Illustrative work of two people and their computers
Why Your Next Hire Should Be a Chatbot
by Krishna Kurapati

As we enter 2023, rising expenses, including wage growth, worker shortages, payment rate cuts and changing regulations in the pandemic-affected world continue to overwhelm the home health industry’s bottom line, and there’s little relief as inflation continues to hold the nation hostage.

Contrary to these national problems, America’s senior population is rapidly growing and most prefer to age in their own homes. At the same time, our health care workforce is shrinking. Finding a qualified person—professional caregivers, personal care or home health aides, direct-care workers, certified nursing assistants and therapists—to provide in-home care for these patients is a Herculean task. Indeed, COVID-19 turned a spotlight on the ways older and vulnerable populations were left behind.

According to the Home Care Association of America’s State of Home Care Industry at a Crossroads Report, many homecare agencies are addressing this shortage by boosting wages, benefits and incentives, including bonuses up to $1,200. IBISWorld reports wages paid in the homecare subsector have increased to 57.5% of revenue in 2021, up from 50.7% in 2016.

From 2018 to 2028, the long-term care sector will need to fill 8.2 million job openings in direct care, including 1.3 million new jobs to meet rising demand, and 6.9 million openings caused by workers who transfer to other occupations or exit the labor force.

Amid the onerous costs associated with staff recruitment, retention and turnover, a home-based care leader must find creative solutions—but where to start?

One idea is to look to health care counterparts that are already finding great success in the virtual care landscape. Almost weekly, health care organizations of all sizes and types are in the headlines touting consumer and provider acceptance of the integral use of digitally enabled tools and remote process automation options like chatbots that can interact with patients, solve problems and spur actions. Advancements in artificial intelligence (AI) are helping bend the cost curve and preserve margins to sustain compliance and achieve business performance viability.

To help jump-start your digital transformation, here are the top 10 use cases for AI-powered chatbot remote process automation to introduce to begin enhancing home health care.

1. Speed staff onboarding.

Automate the delivery of onboarding forms and information quickly to new employees to complete required agency documentation. The quicker the team member is enrolled in your system, the faster you can start billing clients for their services.

2. Reduce patient intake time & hasten patient onboarding.

Medicare requires patient referrals be boarded within 48 hours.
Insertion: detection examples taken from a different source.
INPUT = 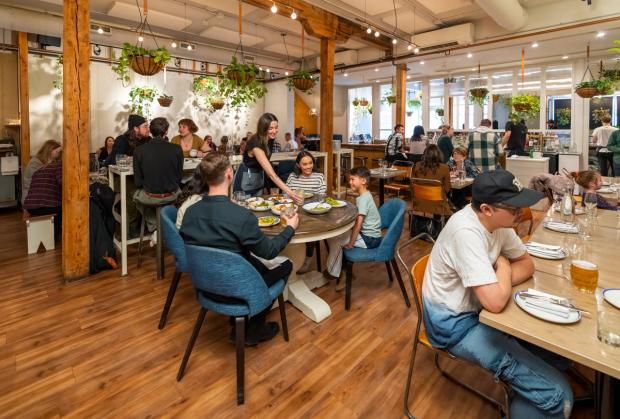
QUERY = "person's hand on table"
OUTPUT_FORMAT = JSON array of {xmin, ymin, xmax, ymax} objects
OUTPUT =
[{"xmin": 281, "ymin": 212, "xmax": 299, "ymax": 230}]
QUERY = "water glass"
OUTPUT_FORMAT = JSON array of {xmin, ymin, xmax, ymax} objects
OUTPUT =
[{"xmin": 596, "ymin": 288, "xmax": 620, "ymax": 347}]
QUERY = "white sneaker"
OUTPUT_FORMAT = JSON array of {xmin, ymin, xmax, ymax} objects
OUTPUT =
[{"xmin": 297, "ymin": 256, "xmax": 312, "ymax": 275}]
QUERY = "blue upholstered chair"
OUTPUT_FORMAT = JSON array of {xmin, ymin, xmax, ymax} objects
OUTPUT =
[
  {"xmin": 344, "ymin": 198, "xmax": 411, "ymax": 310},
  {"xmin": 177, "ymin": 245, "xmax": 288, "ymax": 404},
  {"xmin": 159, "ymin": 205, "xmax": 187, "ymax": 329}
]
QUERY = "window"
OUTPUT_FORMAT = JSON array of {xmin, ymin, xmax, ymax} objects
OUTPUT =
[
  {"xmin": 348, "ymin": 86, "xmax": 372, "ymax": 138},
  {"xmin": 428, "ymin": 79, "xmax": 447, "ymax": 133},
  {"xmin": 405, "ymin": 81, "xmax": 422, "ymax": 138},
  {"xmin": 379, "ymin": 84, "xmax": 395, "ymax": 140}
]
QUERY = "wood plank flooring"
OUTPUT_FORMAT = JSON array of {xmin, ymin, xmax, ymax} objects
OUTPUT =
[{"xmin": 0, "ymin": 210, "xmax": 591, "ymax": 418}]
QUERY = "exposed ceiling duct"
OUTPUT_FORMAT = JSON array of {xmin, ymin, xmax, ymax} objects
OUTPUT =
[{"xmin": 476, "ymin": 0, "xmax": 527, "ymax": 31}]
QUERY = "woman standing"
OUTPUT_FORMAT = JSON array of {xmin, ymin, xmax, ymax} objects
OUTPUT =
[
  {"xmin": 233, "ymin": 113, "xmax": 301, "ymax": 202},
  {"xmin": 170, "ymin": 118, "xmax": 211, "ymax": 158}
]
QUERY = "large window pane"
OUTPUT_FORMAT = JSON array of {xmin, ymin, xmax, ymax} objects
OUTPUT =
[{"xmin": 348, "ymin": 86, "xmax": 372, "ymax": 138}]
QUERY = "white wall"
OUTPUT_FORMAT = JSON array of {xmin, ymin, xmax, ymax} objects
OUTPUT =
[{"xmin": 28, "ymin": 55, "xmax": 264, "ymax": 154}]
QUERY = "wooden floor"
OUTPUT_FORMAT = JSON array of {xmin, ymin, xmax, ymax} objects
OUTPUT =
[{"xmin": 0, "ymin": 205, "xmax": 590, "ymax": 418}]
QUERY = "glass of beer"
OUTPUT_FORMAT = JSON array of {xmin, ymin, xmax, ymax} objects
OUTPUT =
[{"xmin": 570, "ymin": 259, "xmax": 598, "ymax": 294}]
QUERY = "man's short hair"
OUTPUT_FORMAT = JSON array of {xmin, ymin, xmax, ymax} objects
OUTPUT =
[
  {"xmin": 199, "ymin": 153, "xmax": 230, "ymax": 186},
  {"xmin": 349, "ymin": 166, "xmax": 370, "ymax": 184},
  {"xmin": 150, "ymin": 116, "xmax": 170, "ymax": 137}
]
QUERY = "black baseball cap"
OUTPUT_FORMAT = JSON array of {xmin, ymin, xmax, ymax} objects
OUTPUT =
[{"xmin": 472, "ymin": 169, "xmax": 544, "ymax": 208}]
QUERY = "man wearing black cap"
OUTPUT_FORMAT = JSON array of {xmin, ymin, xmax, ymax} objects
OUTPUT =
[{"xmin": 422, "ymin": 170, "xmax": 573, "ymax": 418}]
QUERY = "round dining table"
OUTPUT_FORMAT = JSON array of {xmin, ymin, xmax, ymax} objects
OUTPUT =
[{"xmin": 256, "ymin": 200, "xmax": 357, "ymax": 323}]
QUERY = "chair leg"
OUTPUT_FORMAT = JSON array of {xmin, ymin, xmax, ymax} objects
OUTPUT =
[
  {"xmin": 385, "ymin": 262, "xmax": 394, "ymax": 282},
  {"xmin": 138, "ymin": 214, "xmax": 146, "ymax": 268},
  {"xmin": 392, "ymin": 259, "xmax": 411, "ymax": 307},
  {"xmin": 344, "ymin": 261, "xmax": 353, "ymax": 311},
  {"xmin": 177, "ymin": 307, "xmax": 207, "ymax": 381},
  {"xmin": 235, "ymin": 317, "xmax": 245, "ymax": 405},
  {"xmin": 314, "ymin": 241, "xmax": 322, "ymax": 272},
  {"xmin": 159, "ymin": 271, "xmax": 182, "ymax": 330},
  {"xmin": 278, "ymin": 294, "xmax": 288, "ymax": 342}
]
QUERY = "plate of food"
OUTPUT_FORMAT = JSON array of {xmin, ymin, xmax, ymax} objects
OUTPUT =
[
  {"xmin": 258, "ymin": 215, "xmax": 280, "ymax": 227},
  {"xmin": 325, "ymin": 196, "xmax": 347, "ymax": 208},
  {"xmin": 271, "ymin": 202, "xmax": 298, "ymax": 215},
  {"xmin": 248, "ymin": 200, "xmax": 273, "ymax": 211},
  {"xmin": 302, "ymin": 202, "xmax": 332, "ymax": 214}
]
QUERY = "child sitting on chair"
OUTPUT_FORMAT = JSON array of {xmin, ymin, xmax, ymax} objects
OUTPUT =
[{"xmin": 323, "ymin": 167, "xmax": 381, "ymax": 288}]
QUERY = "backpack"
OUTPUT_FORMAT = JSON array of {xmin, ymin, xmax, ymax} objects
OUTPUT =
[{"xmin": 89, "ymin": 183, "xmax": 118, "ymax": 274}]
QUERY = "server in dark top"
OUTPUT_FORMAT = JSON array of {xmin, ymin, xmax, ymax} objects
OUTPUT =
[
  {"xmin": 133, "ymin": 118, "xmax": 183, "ymax": 232},
  {"xmin": 233, "ymin": 113, "xmax": 301, "ymax": 201},
  {"xmin": 180, "ymin": 153, "xmax": 299, "ymax": 345},
  {"xmin": 502, "ymin": 119, "xmax": 528, "ymax": 157}
]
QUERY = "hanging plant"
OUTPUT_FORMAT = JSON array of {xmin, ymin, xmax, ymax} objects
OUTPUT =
[
  {"xmin": 555, "ymin": 108, "xmax": 571, "ymax": 126},
  {"xmin": 112, "ymin": 42, "xmax": 171, "ymax": 84},
  {"xmin": 52, "ymin": 55, "xmax": 63, "ymax": 92},
  {"xmin": 469, "ymin": 87, "xmax": 489, "ymax": 107},
  {"xmin": 286, "ymin": 70, "xmax": 319, "ymax": 94},
  {"xmin": 224, "ymin": 55, "xmax": 259, "ymax": 86},
  {"xmin": 129, "ymin": 86, "xmax": 157, "ymax": 118},
  {"xmin": 510, "ymin": 95, "xmax": 540, "ymax": 119},
  {"xmin": 157, "ymin": 93, "xmax": 174, "ymax": 108}
]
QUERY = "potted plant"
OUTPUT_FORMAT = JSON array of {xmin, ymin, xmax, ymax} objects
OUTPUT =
[
  {"xmin": 157, "ymin": 93, "xmax": 174, "ymax": 108},
  {"xmin": 129, "ymin": 86, "xmax": 157, "ymax": 118},
  {"xmin": 112, "ymin": 42, "xmax": 171, "ymax": 83},
  {"xmin": 510, "ymin": 95, "xmax": 540, "ymax": 119},
  {"xmin": 224, "ymin": 55, "xmax": 259, "ymax": 86},
  {"xmin": 287, "ymin": 69, "xmax": 319, "ymax": 94},
  {"xmin": 469, "ymin": 87, "xmax": 489, "ymax": 107}
]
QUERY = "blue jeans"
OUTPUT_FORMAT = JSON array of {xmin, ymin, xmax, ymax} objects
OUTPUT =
[{"xmin": 448, "ymin": 323, "xmax": 573, "ymax": 419}]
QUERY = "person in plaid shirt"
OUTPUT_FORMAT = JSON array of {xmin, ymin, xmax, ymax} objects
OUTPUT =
[{"xmin": 469, "ymin": 119, "xmax": 502, "ymax": 172}]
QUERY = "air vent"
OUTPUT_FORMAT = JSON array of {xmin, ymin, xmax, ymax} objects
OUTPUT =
[{"xmin": 90, "ymin": 23, "xmax": 112, "ymax": 35}]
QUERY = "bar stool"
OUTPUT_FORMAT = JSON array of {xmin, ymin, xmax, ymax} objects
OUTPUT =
[{"xmin": 138, "ymin": 202, "xmax": 171, "ymax": 279}]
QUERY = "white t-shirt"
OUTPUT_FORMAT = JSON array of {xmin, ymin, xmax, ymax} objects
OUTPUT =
[
  {"xmin": 422, "ymin": 205, "xmax": 525, "ymax": 314},
  {"xmin": 592, "ymin": 125, "xmax": 618, "ymax": 147}
]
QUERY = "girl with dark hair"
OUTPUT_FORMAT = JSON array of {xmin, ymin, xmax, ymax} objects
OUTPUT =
[
  {"xmin": 233, "ymin": 113, "xmax": 301, "ymax": 202},
  {"xmin": 409, "ymin": 125, "xmax": 428, "ymax": 162}
]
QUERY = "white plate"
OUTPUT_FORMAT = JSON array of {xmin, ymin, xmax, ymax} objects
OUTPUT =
[
  {"xmin": 603, "ymin": 288, "xmax": 620, "ymax": 309},
  {"xmin": 302, "ymin": 202, "xmax": 332, "ymax": 214},
  {"xmin": 513, "ymin": 292, "xmax": 581, "ymax": 324},
  {"xmin": 258, "ymin": 215, "xmax": 280, "ymax": 227},
  {"xmin": 525, "ymin": 246, "xmax": 566, "ymax": 260}
]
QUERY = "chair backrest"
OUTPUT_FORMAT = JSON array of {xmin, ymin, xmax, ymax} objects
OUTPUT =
[
  {"xmin": 160, "ymin": 205, "xmax": 187, "ymax": 272},
  {"xmin": 377, "ymin": 198, "xmax": 407, "ymax": 260},
  {"xmin": 185, "ymin": 245, "xmax": 272, "ymax": 316}
]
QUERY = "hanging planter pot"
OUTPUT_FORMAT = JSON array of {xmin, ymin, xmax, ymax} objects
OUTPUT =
[{"xmin": 129, "ymin": 55, "xmax": 164, "ymax": 76}]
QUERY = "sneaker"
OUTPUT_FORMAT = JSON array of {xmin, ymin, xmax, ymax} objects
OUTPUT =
[{"xmin": 297, "ymin": 256, "xmax": 312, "ymax": 275}]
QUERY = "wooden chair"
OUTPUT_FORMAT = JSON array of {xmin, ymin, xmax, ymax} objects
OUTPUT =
[
  {"xmin": 384, "ymin": 160, "xmax": 413, "ymax": 198},
  {"xmin": 512, "ymin": 208, "xmax": 534, "ymax": 242},
  {"xmin": 396, "ymin": 240, "xmax": 510, "ymax": 419}
]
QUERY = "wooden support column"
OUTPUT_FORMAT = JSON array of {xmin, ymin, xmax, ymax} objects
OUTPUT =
[
  {"xmin": 319, "ymin": 38, "xmax": 340, "ymax": 193},
  {"xmin": 17, "ymin": 32, "xmax": 30, "ymax": 169},
  {"xmin": 59, "ymin": 0, "xmax": 90, "ymax": 281},
  {"xmin": 393, "ymin": 64, "xmax": 407, "ymax": 125}
]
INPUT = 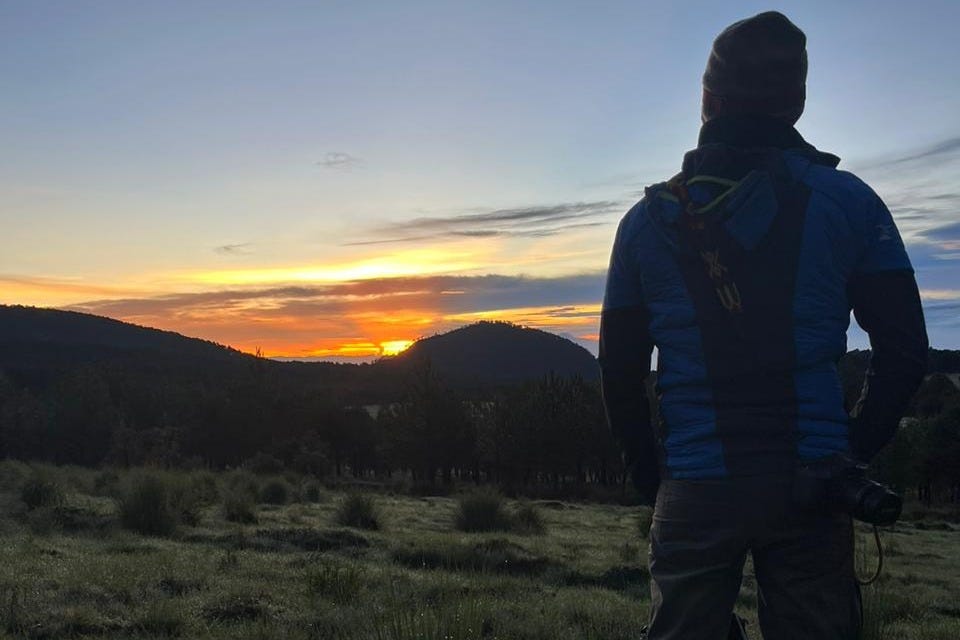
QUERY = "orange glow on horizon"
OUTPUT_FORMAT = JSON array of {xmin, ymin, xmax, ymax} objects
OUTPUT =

Speed up onboarding by sending a chatbot upon receipt of a referral to introduce patients to home health services and to confirm their willingness to receive services.

The chatbot can also complete administrative forms and auto-upload them to the office, which also speeds up insurance processing.

One health care organization’s adoption of chatbots realized reductions in intake time as high as 30%. With the average hourly cost of retaining a home health registered nurse in California, for example, ranging from $34.24 to $54.44, talent hires add up to real money fast.

3. Reduce administrative busy work.

Automatically confirm employee certifications and auto insurance to speed up administrative tasks, reducing a manager’s workload and avoiding the need for staff to come into the office. Simply scan and upload images of documents and avoid a trip to the office.

4. Automatically fill last-minute patient additions to the schedule.

This time-saving task will mitigate multiple manager and staff calls, improving organization and productivity. This is especially important when the addition is a new referral.

5. Save wasted patient trips.

Automate outreach to patients to ensure they will be present and prepared for a planned on-site visit or have the opportunity to reschedule.

6. Integrate remote patient monitoring.

Supplement after-hours requests for in-person visits with virtual consults from the comfort of the patient’s home to cut down on travel time and costs.

7. Reduce avoidable emergency department & hospital visits.

Offer on-demand virtual visits to evaluate the need for a home visit or a trip to a local emergency room.

8. Provide HIPAA-secure staff communication.

Avoid potential penalties and harm to your business reputation by providing secure texting options between employees.

9. Securely communicate with patients & caregivers.

Improve patient satisfaction and CAHPS scores by enhancing proactive communication

10. Enable discrete distress signaling.

Track and pinpoint a staff member’s GPS location in emergencies or unsafe situations.

Empower your managers and care workers with digital-first strategies that promote and streamline human connection between caregivers and their patients, augment the staffing shortage, reduce unwarranted expenditures, and help people access care on their terms. Not only do chatbots, secure texting and virtual visits automate routine operational tasks, these tools yield big benefits that re-energize leadership and staff to spend quality time with patients.



Krishna Kurapati is the founder and CEO of QliqSOFT. He has more than two decades of technology entrepreneurship experience. Kurapati started QliqSOFT with the strong desire to solve clinical collaboration and workflow challenges using artificial intelligence-powered digital technologies across the U.S. health care system. He is actively involved in early-stage financing of startups in both the U.S. and India.